Livestock Gross Margin Program

Livestock Gross Margin (LGM) - Swine

Livestock Gross Margin provides revenue protection. It's specifically designed to help protect your profit margin. You receive benefits when the difference between hog prices and feed costs at the time your hogs are sold is less than the gross margin guarantee for the coverage period. Expected prices for hogs are set by the Chicago Mercantile Exchange lean hog futures. Corn and soybean meal prices are set by the Chicago Board of Trade futures. Up to 15,000 hogs can be insured during each insurance period. You may select a level of coverage of 80%, 85%, 90%, 95% or 100% of the expected gross margin.

There are twelve insurance periods in each calendar year. Each insurance period runs six months and no swine can be insured the first month of any insurance period. Coverage begins on your swine one full calendar month following the sales closing date, unless otherwise specified in the Special Provisions, provided the premium for the coverage has been paid in full. For example, for the contract with a sales closing date of January 31, coverage will begin on March 1.

Livestock Gross Margin (LGM) - Cattle

The Livestock Gross Margin for the Cattle Policy provides insurance for the difference between the Gross Margin Guarantee and the Actual Total Gross Margin based on a Producer’s Target Marketings and futures prices prior to and during the insurance period. This Policy does not insure against death or other loss or destruction of cattle.

There are twelve insurance periods in each calendar year. Each insurance period runs 11 months, and no cattle can be insured during the first month of any insurance period. Coverage begins on your cattle one full calendar month following the sales closing date, unless otherwise specified in the Special Provisions, provided the premium for the coverage has been paid in full. For example, for the contract with a sales closing date of January 31, coverage will begin on March 1.
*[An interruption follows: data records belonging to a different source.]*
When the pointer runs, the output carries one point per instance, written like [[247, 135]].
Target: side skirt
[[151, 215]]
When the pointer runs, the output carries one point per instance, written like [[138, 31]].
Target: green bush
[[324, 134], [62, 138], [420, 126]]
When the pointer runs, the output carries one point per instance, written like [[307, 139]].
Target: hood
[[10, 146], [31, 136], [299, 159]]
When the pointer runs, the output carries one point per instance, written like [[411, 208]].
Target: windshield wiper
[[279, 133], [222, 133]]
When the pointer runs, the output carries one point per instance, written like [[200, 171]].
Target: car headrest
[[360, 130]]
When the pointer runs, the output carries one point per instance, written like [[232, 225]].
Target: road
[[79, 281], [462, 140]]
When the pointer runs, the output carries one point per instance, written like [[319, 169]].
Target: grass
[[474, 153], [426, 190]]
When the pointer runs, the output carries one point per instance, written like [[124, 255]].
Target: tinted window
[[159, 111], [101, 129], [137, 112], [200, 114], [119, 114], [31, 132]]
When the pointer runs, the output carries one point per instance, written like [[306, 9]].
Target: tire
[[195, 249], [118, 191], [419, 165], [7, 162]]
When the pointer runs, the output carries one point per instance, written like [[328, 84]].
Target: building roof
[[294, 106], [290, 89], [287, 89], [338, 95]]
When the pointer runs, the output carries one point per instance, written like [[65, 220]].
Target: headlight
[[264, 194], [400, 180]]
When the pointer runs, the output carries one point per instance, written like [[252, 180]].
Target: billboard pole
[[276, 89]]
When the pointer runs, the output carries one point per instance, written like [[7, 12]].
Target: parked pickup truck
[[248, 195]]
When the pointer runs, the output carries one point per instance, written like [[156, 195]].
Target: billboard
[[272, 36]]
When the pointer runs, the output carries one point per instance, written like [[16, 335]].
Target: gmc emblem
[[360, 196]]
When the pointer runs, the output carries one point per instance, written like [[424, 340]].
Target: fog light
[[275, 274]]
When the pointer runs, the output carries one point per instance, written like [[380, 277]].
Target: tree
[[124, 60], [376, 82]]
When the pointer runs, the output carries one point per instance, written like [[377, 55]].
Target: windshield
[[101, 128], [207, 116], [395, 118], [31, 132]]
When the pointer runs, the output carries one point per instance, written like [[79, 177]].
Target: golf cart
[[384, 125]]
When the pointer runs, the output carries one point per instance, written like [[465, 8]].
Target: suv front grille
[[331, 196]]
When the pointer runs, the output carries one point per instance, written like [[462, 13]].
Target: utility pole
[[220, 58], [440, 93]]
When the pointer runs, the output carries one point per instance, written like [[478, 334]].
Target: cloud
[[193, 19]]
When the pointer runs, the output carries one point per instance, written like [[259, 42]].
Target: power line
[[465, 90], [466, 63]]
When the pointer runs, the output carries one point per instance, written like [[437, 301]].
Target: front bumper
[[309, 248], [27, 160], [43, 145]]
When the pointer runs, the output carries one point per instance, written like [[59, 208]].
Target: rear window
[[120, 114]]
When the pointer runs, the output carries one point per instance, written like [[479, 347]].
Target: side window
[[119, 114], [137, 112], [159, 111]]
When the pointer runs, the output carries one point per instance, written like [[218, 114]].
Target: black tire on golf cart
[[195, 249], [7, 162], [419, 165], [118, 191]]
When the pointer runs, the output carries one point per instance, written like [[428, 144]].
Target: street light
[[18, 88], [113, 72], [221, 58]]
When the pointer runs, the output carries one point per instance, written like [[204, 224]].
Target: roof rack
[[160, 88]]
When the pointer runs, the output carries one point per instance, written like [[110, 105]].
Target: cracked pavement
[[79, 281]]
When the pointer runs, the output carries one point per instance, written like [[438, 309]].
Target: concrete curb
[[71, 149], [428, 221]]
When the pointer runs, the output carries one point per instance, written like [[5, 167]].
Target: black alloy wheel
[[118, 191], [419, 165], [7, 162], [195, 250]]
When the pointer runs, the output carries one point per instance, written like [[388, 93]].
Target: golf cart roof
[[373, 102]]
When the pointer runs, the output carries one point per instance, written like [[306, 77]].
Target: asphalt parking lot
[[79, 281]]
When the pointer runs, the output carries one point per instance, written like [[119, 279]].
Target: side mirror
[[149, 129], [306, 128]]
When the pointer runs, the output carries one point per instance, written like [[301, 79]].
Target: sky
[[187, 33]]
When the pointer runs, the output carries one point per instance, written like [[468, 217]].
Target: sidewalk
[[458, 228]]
Livestock Gross Margin (LGM) - Dairy Cattle(Milk)

The Livestock Gross Margin for Dairy Cattle Insurance Policy provides protection against the loss of gross margin (market value of milk minus feed costs) on the milk produced from dairy cows. The indemnity at the end of the eleven month insurance period is the difference, if positive, between the gross margin guarantee and the actual gross margin. The Livestock Gross Margin for Dairy Cattle Insurance Policy uses futures prices for corn, soybean meal, and milk to determine the expected gross margin and the actual gross margin. The price the producer receives at the local market is not used in these calculations.

The insurance period contains the 11 months following the sales closing date. For example, the insurance period for the January 29 sales closing date contains the months of February through December. Coverage begins in the second month of the insurance period, so the coverage period for this example is March through December.

This information is intended for informational purposes only. Nothing contained herein can or should be interpreted to take precedence over policy language, Federal Crop Insurance Corporation/Risk Management Agency regulation, and Underwriting or Loss Adjustment rules.